Derin ekoloji, insanı içinde yaşadığı doğa ile ayırmayan ve eşit gören, insanın doğaya üstünlüğünü kabul etmeyen bir felsefi düşüncedir. Doğa ile insanı “bir ve bütün” olarak ele almasıyla manevi boyutu fazla olan bir hareket olarak da nitelendirilmektedir. İnsana, doğaya, topluma, devlete, hiyerarşiye, tüketime bakışında oldukça keskin ve net hatları olan bu felsefi düşüncenin, çevresel krizlerin çözümü noktasında bakış açısının ve etkisinin ne olacağı bu çalışmanın amacını oluşturmaktadır. Bu amaçla derin ekolojinin varsayımlarının teorik açıdan tek tek incelenmeye çalışılması önemlidir. Bu noktada derin ekolojinin doğayı ve tabiattaki diğer canlıları insanın karşısında hizmetkâr olarak değil de birbirlerini tamamlayan bir yapbozun parçaları gibi ele alması, hiyerarşik bir yapıyı kesinlikle kabul etmeyerek, güç ve iktidarın parçalı halini öne çıkarması, kültürel ve toplumsal çeşitlilik ile işbirliğinin hakim olduğu çoğulcu yapıyı desteklemesi, üzerinde düşünülmesi gereken hususlardır.
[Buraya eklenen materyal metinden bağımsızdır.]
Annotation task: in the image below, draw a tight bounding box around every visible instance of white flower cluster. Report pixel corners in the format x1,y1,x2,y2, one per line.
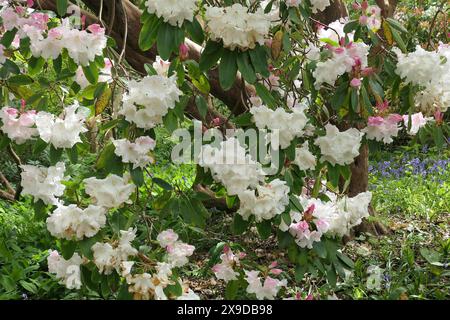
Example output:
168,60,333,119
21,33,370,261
46,204,107,240
394,44,450,113
47,250,83,290
250,105,308,149
314,124,363,166
127,230,198,300
35,102,90,149
293,141,317,171
119,75,182,129
199,137,265,196
366,265,384,291
310,0,331,14
0,107,37,144
312,42,369,89
281,191,371,248
1,5,107,66
20,162,66,205
204,4,271,50
362,114,403,144
238,179,290,222
212,246,243,283
113,136,156,169
157,229,195,267
83,174,135,209
245,270,287,300
91,228,138,275
145,0,197,27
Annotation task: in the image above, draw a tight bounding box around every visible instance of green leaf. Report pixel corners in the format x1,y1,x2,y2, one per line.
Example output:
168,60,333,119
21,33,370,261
61,240,77,260
195,95,208,119
33,200,47,221
32,138,48,155
343,20,359,33
327,163,340,188
232,214,250,235
326,265,337,287
350,88,359,112
139,14,161,51
56,0,68,16
163,109,178,133
386,18,408,34
249,45,269,78
256,220,272,239
237,51,256,84
391,28,407,52
157,22,177,60
254,83,276,108
152,177,173,190
130,167,144,187
337,251,354,269
219,49,238,90
289,194,303,212
313,241,327,259
28,57,45,76
117,283,133,300
225,280,239,300
53,55,63,74
199,40,224,72
66,145,78,164
82,63,99,85
1,29,17,47
185,18,204,45
8,75,33,85
49,145,63,165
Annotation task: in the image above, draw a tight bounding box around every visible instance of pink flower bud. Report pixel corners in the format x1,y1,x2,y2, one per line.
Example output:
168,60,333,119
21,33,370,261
269,261,278,268
361,0,369,11
212,117,221,126
434,110,443,124
334,47,345,54
352,2,361,10
179,43,189,61
305,203,315,215
361,67,375,77
350,78,362,88
81,15,86,29
223,245,230,254
269,268,283,275
265,39,273,48
27,0,34,7
359,15,368,26
238,252,247,259
376,99,389,111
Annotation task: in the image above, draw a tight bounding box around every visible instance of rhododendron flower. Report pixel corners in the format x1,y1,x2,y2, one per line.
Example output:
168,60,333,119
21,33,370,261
250,105,308,149
47,250,82,289
113,136,156,169
92,228,138,275
366,265,384,291
244,270,287,300
0,107,37,144
157,229,195,267
205,4,271,50
145,0,197,27
20,162,66,205
83,174,135,208
152,56,170,76
212,246,243,283
314,124,364,166
199,138,265,196
403,112,430,135
363,114,402,144
166,242,195,267
35,102,90,149
312,41,369,89
119,75,182,129
293,141,317,171
156,229,179,248
46,204,107,240
238,179,290,222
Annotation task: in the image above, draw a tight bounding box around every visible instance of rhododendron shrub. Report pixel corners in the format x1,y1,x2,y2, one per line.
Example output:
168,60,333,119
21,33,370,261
0,0,448,300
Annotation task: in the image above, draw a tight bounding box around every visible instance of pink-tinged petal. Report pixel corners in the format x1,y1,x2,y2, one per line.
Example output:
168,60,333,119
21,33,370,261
368,116,384,126
269,268,283,275
350,78,362,88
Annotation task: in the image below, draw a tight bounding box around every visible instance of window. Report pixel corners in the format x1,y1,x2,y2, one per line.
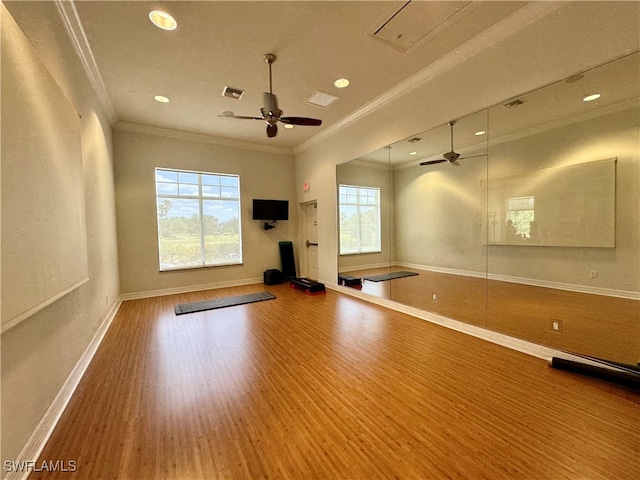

Doğadaki çeşitliliği korumak temel felsefesiyle, insanoğlu hayatta kalabileceği ölçüyle yetinmeli ve ihtiyacından fazla tüketimi kesinlikle reddetmeli görüşü hakim düşüncedir. Daha fazla tüketimin daha fazla üretimi gerekli kıldığı, her bir üretimin de doğada var olan hammaddeleri yok ettiği, sınırlı ve sonlu olan kaynakları tükettiği anlayışından yola çıkarak yolun sonunun yeni kaynak arayışına çıkacağının altı çizilmektedir. Yeni kaynak arayışı ise çevresel tahribatın en önemli etkenlerinden birini teşkil etmektedir. Oldukça keskin hatlara sahip olan derin ekoloji hareketinin öne sürdüğü bu görüşlerin günümüz çevresel krizlerin sebebi ya da sonucu noktasında nasıl bir etkide bulunacağı, bu düşüncenin varsayımları üzerinden irdelenmeye çalışılmıştır. Tüketim ve tüketime ilişkin algının günümüz çevresel krizlerinin temel nedeni olduğunu söylemek yanlış olmayacaktır. İnsanı tabiattaki diğer canlılardan ayrı ve üstün tutarak hep tüketmeye yönelik bir varlık olarak gören algı terkedilmediği sürece çevresel tehditlerin bertaraf edilmesi mümkün görünmemektedir.